Tree Island Build

It was a late fall day and I had a bucket of native plants that needed a new home. A few days earlier I’d been on my driveway pulling up all the young alder trees to re-home them away from main thruways. Now I had a combination of canopy and understory plants that were ready to put back in the soil in there forever home. I’d been eyeing one of my worm cities as a possible location. It had some good legacy stumps and banked fertility in some piled compost of sheep barn bedding which had been cooking down for over a year and was ready to host new plantings. I was going to shovel the whole thing into the bed of my truck to transport across the property to another raised bed that needed some topsoil. Then I thought about how much work that would be, and decided to bring the plants there and make a nice tree island.

A tree island is my name for a small cluster of trees holding a little island forest habitat, surrounded by open pasture. One might call it a grove, but I like the idea of an island of raised habitat on the landscape. To prep the “bed” I turned the surrounding soil up onto the old pile until there was a substantial mound. Then I planted the shorter understory plants on the south side, mulching them with some shavings. It’s important to keep track of young plantings if you can. I use bright orange flagging tape to show where things are. I also snuck a couple of oaks in for long term growth. On the north side of the mound I transplanted the red alders from the road. They are already over head height in stature, and will easily keep above the smaller plantings as everything sets. It certainly transformed a muddy stack into a beautiful bed of young native plantings that are sure to add layers of vegetation, diversity in ecology, and change in terrain for the eye, to name a few benefits of establishing a tree island.

This is also a berm, well drained in flood months, yet mulched to keep summer sun off the soil. More layers of animal bedding that is nitrogen cold, will be spread in lower outer rings to be turned into more compost as soil builds. alders will be thinned and even pleachered to allow sunlight north of the mound where other swales and more established tree islands are set and growing for a decade. The south facing hillside gently slopes on the north end of the property, so I’ve planned sun isles through the future standards that will litter the upper pasture and main living area of the land. Oaks will eventually be harvested for wood heat, some acorn production similar to native hazel, and savanna silvopasture with deciduous nut and fruit trees dominating the canopy.

This tree island will host 20-30 years of alder and oak growth, while hosting long term hedge and shrub species for pollination and further starvation food wildlife habitat. Our chickens will use the young stands as shelter and as summer clutch rearing habitat until chickens are phased out of restoration plans for EEC Forest. Though chickens are a jungle fowl, avian flu and other bird carried pathogens in our area might cause the necessary culling of flocks if infected. Leafhopper will comply with any state mandates, but if our animals are slaughtered, we will not plan future production livestock and phase towards total rewilding sooner in the 60 year lifetime plan of my direct work with this landscape, in hopes of cleaner air, soil, and water for future generations of all living things.

These tree islands will thrive and grow with or without human tending, in a succession stand of oak savanna, the most successful forest in this soil, with the glacial till drainage, and sloping topography. Layers of slide alder, hazel, and in seasonally flooded areas of the land, willow to root long term understory deciduous drought resistant hundred year canopy return. There are enough maturing trees already on sight to produce native coniferous species as long as current climate allows. That’s where I try not to scry the future few hundred years with too much confidence. Soil building takes thousands of years, in which time, for this rather active geologic web of tectonic sudden upheaval and strata volcanic presence invites. Paring that with exponential climate instability with the not so subtle storms of wind and water, drought and fire to uncharted ferocity akin to fears of AI.
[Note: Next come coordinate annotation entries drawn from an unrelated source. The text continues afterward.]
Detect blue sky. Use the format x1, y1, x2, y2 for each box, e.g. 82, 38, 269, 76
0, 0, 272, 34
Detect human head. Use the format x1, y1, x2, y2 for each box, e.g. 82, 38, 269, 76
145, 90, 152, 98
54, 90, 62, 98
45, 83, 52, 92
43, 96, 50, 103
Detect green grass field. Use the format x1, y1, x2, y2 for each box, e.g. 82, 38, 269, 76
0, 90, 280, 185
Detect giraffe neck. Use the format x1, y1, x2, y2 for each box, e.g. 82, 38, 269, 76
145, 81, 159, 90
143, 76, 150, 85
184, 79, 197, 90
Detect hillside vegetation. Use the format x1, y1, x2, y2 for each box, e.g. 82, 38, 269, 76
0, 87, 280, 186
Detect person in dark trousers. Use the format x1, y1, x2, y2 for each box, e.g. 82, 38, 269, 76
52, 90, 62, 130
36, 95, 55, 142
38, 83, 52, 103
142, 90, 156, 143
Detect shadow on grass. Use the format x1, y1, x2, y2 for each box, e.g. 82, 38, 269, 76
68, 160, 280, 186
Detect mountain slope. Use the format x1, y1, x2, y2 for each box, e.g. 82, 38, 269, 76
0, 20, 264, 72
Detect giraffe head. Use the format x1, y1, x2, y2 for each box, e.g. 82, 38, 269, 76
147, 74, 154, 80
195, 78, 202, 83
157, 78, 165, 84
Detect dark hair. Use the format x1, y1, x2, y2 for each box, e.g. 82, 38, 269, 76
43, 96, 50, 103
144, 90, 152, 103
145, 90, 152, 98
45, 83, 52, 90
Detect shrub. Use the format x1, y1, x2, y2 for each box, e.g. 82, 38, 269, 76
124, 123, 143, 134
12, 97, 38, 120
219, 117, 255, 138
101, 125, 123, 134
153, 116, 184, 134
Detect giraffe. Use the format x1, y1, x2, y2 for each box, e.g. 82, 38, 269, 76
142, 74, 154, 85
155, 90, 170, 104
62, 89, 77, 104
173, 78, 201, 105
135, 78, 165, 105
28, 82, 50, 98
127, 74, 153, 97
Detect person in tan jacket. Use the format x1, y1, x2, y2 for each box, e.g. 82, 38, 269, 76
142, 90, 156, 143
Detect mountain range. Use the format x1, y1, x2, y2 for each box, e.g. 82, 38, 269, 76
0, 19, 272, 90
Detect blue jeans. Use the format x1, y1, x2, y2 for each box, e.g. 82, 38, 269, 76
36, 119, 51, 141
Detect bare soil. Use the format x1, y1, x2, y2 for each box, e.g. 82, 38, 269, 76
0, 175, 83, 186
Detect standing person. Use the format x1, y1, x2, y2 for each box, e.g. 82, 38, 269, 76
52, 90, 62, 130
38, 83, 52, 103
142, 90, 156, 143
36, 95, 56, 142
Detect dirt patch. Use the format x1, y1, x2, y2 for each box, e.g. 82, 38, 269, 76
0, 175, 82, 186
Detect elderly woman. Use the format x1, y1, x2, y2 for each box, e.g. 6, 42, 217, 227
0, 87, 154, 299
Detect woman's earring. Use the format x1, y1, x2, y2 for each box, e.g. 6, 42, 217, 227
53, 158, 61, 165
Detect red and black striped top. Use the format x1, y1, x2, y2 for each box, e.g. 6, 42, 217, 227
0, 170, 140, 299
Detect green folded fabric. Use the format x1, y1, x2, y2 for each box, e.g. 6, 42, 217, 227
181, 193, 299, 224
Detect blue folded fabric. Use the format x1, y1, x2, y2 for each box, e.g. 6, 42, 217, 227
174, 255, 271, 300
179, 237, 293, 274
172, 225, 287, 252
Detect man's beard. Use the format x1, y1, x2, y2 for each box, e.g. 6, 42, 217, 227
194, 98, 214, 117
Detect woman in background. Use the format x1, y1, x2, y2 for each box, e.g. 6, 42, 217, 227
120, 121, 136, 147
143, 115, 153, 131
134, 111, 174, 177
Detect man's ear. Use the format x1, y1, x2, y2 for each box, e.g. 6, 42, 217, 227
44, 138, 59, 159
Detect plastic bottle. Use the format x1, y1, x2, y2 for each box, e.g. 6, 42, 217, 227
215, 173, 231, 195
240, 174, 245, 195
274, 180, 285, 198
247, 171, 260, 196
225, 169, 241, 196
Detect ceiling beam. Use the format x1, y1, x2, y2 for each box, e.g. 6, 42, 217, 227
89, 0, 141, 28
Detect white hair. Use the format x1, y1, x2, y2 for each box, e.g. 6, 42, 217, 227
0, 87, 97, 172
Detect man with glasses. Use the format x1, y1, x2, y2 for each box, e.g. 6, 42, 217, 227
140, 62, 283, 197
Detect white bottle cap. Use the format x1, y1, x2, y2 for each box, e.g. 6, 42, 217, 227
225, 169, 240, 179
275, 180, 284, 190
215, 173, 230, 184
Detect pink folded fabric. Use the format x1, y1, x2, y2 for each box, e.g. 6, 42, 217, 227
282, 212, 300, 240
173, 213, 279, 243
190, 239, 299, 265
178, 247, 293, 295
The weather is happening in real time, and when it’s privatized by that shadow cabal known as prosperity to the few at the cost of the many, we’d all earn some ancestral wisdom in looking up at the sky, watching the light, clouds, wind, and colors of seasonal shifts and nature’s language of entropy, which is usually experienced by us as slow and uneventful- most of the time. Hopefully the trees survive into some forest cover, and nuts offer food source that even humans can eat. This tree is fire friendly, drought tolerant, and could fend off blackberry with chemical warfare. They are spaced well from the long term establishment of understory shrubs planted in the island ecology. Mock orange and service berry are drought tolerant, also friends of fire, and offer food, materials, and medicine. Together, these plant companions will establish a long term cooperative adaptation, and provide layers of abundance and regeneration for the landscape through all of nature’s change.